Shortlisted for the CILIP Carnegie Medal 2017 | Longlisted for the UKLA 2017 Book Award | August 2016 Book of the Month | In a Nutshell: Survival | Friendship | Power of words
Heartrending and, ultimately, hopeful, this tells the extraordinarily powerful tale of unforgettable Alice, whose “soul is filled with songbirds”, and who refuses to let the cowards win. Fifteen-year-old Alice Nightingale has hair as red as fire, skin as pale as bone and, after a brutal assault, her “electrics are wrecked”. Her words may “come out weird”, but it’s through words that Alice transcends being “cursed with twelveness” (the doctors think she will forever remain a twelve-year-old). She writes in the inimitable, incisive language of her soul - “poems mean whatever people want them to. that is why I like them” - and sets her thoughts free by leaving poems around her town, where she lives with huge-hearted brother, Joey, and sick grandmother, gram. At the age of fourteen, with their dad dead, mother gone, and granddad in prison, Joey is “the last man standing”, Alice observes.

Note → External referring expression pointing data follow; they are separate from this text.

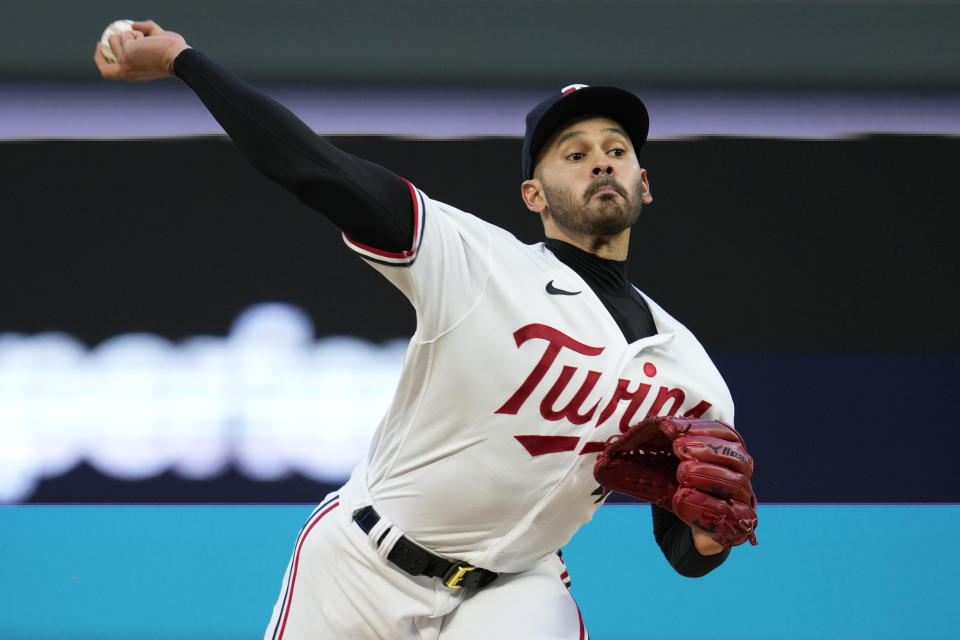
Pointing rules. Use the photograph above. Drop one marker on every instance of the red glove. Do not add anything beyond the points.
(698, 469)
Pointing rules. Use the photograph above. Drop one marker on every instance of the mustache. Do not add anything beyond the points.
(602, 183)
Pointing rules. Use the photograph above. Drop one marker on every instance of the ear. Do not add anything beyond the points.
(532, 193)
(645, 196)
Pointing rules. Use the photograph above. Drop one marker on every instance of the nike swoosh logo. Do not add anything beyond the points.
(552, 290)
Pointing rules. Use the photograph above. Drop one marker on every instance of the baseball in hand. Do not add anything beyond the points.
(116, 27)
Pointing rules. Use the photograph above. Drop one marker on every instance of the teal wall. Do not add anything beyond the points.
(187, 572)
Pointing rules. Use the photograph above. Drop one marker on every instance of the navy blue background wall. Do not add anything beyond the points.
(821, 275)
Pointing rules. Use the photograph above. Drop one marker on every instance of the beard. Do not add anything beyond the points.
(604, 216)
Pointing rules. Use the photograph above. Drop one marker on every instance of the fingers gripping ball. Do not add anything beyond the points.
(114, 28)
(698, 469)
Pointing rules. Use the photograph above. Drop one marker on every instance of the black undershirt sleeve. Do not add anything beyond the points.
(370, 204)
(675, 540)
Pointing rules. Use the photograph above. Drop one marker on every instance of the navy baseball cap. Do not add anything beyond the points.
(582, 100)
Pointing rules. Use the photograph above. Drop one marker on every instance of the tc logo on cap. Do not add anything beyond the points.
(570, 88)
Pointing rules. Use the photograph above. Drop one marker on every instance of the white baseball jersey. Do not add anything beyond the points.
(514, 379)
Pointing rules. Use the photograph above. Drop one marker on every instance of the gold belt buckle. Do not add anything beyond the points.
(455, 576)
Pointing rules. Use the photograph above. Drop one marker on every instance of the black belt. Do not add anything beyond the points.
(417, 561)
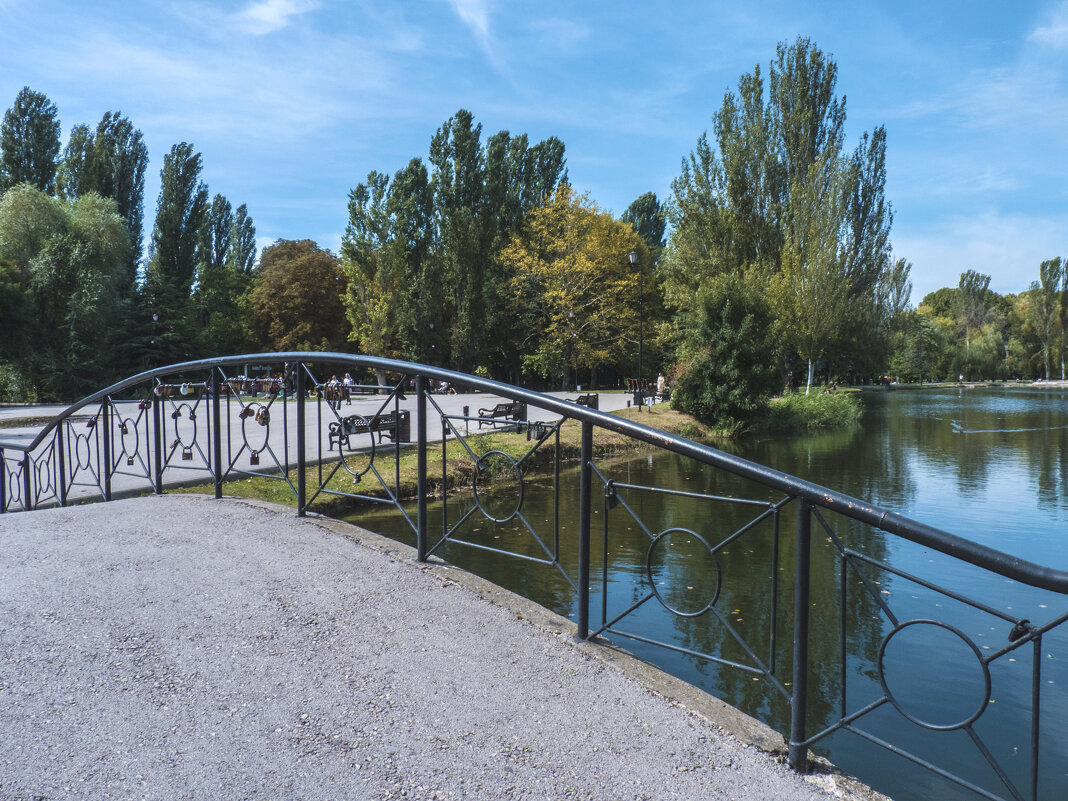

Like Alice, Manny’s life is suffused with tragedy. He’s a former child soldier, a refugee from Sierra Leone, where “stories are not written on paper”, and where a war claimed his family, and childhood. After finding one of Alice’s poems, Manny is desperate to meet the girl who wrote it, and he follows a paper trail that eventually leads to her heart. Manny gives Alice hope in a world that’s been beyond cruel to her, while she’s “truly gold” to him, a beacon of light and love. The exceptional writing performs a kind of alchemy as the horrific details of Alice’s assault unfold, along with the reason behind her grandfather’s imprisonment. Most remarkable of all is Alice’s unique narrative voice - “my soul is filled/ with songbirds/ but when i open myself/ to set them free they shit/ on my lips”. Alice’s condition might render her vulnerable, but she possesses a calm strength. “i never wanted to hide. hiding is what people do when they are afraid or ashamed. i was neither.” And, “if we let cowards stop us living the way we want to, we let them win.” Alice Nightingale won't let them win, especially not with Joey, Manny and friend Tilda on her side. ~ Joanne Owen
A Note from the Publisher: Sad things happen in this book, but you will find yourself willing on Alice and Manny as they rejoice in the beauty of the world and work out how to take their places in it. Their story confronts identity and belonging and demonstrates the power of love, family and friendship.